Он достал старую распечатку: список переводов с карты Ларисы Алексеевны. Несколько крупных сумм на имя Евгения. Один из них — три дня после оформления дарственной на квартиру.
— Взятка? — Марина моргнула.
— Или «компенсация». Если докажем, что оформление было фиктивным, а деньги передавались как скрытая часть сделки, всё можно признать недействительным. И не только ей станет плохо. Женя и Саша — тоже в деле.
Марина молчала.
— Вы готовы? — спросил юрист.
Она кивнула. Да, готова.
Через неделю в суде был представлен новый иск: о признании дарственной на квартиру недействительной, как оформленной под давлением и с нарушениями. Марина прилагала документы, указывающие, что:
-
Квартира до оформления была выкуплена за счёт средств покойного отца Саши;
-
Деньги на ремонт шли из общего бюджета, в том числе с личных доходов Марины;
-
А самое главное — на момент дарения Лариса Алексеевна уже вела переговоры о её продаже через агентство недвижимости. Без ведома Марины и Саши.
Документы нашлись у риелтора, уволенного за «неэтичное поведение». Он предоставил распечатки звонков и даже скриншоты переписки.
Саша снова пришёл.
— Ты что делаешь, Марина? Ты нас всех топишь! Маму, меня, Женю!
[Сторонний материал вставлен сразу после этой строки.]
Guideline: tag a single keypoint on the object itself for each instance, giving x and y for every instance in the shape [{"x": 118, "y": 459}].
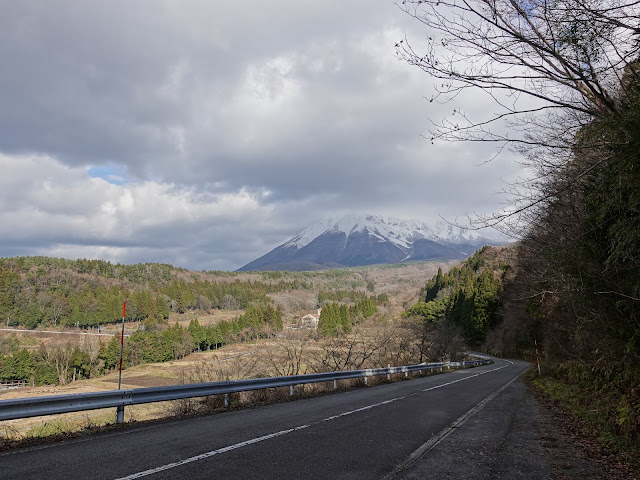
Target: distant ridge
[{"x": 358, "y": 240}]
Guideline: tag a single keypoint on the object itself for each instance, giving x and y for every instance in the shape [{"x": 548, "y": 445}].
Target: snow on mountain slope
[
  {"x": 401, "y": 233},
  {"x": 356, "y": 240}
]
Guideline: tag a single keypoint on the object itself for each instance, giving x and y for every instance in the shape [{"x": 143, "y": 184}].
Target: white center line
[
  {"x": 210, "y": 454},
  {"x": 283, "y": 432}
]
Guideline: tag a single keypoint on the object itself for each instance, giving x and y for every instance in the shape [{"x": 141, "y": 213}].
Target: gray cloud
[{"x": 231, "y": 126}]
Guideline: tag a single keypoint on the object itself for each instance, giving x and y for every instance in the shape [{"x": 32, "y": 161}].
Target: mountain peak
[{"x": 356, "y": 240}]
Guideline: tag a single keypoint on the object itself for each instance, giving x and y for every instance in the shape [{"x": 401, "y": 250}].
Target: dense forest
[
  {"x": 85, "y": 293},
  {"x": 156, "y": 343},
  {"x": 468, "y": 297}
]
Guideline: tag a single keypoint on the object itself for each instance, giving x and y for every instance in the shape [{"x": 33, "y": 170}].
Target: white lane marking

Это же наша квартира была, с самого начала!
— А теперь ты вспомнил, что мы — «все»? — её голос был ледяной. — Когда мама выгоняла меня, ты где был?
— Я не думал, что она так далеко зайдёт. Она просто… защищает своё.
— А я что делаю, по-твоему?
Он сел на пороге. Взъерошенный, измятый.
— Ты изменилась. Стала жёсткой. Я тебя не узнаю.
— Потому что я наконец вижу, кто вы есть на самом деле.
На очередном заседании Лариса Алексеевна сидела с прямой спиной, будто всё происходящее — ошибка.
Марина выступала жёстко, без дрожи в голосе.
— Меня изгоняли из моего же дома. Мне говорили, что я «временная». Что всё, что есть — не моё. Но эти руки — мои. Эти деньги я зарабатывала. Этот дом я восстанавливала. Эти вещи, эта жизнь — мои. И не позволю вытереть о меня ноги.
Зал молчал. Судья смотрел на Ларису Алексеевну.
— Что скажете?
— Она манипулирует. Я просто мать, которая хотела, чтобы её сын жил достойно. Я всё делала для семьи. А она… она пришла и всё разрушила.
Марина тихо рассмеялась. Горько.
— Я ничего не разрушала. Я просто отказалась быть чьей-то служанкой.
Через две недели решение было оглашено:
-
Квартира признана приобретённой с участием средств Марины — оформляется раздел;
-
Наследство от бабушки подтверждено — остаётся Марине в полном объёме;
-
Иск Ларисы Алексеевны о разделе дома отклонён.
Саша подал на развод. Женя уехал. Лариса Алексеевна перестала выходить на связь.
Однажды, весной, Марина открыла ящик и нашла письмо. Без подписи, но почерк она узнала сразу.
«Ты всё разрушила. Ты забрала моего сына, мою семью, мой покой. Надеюсь, ты счастлива. Ты же теперь ГЛАВНАЯ.»
Марина скомкала письмо и выбросила. Пошла на кухню, налила чай, а потом села рядом с Артёмом, который мастерил дом из конструктора.
— А у нас теперь всё своё, да, мам? Даже собака будет своя?
— Да, сынок. Всё — наше. Без «временно». И никто больше не скажет, что ты — лишний.
Артём кивнул и прижал к себе игрушечного пса.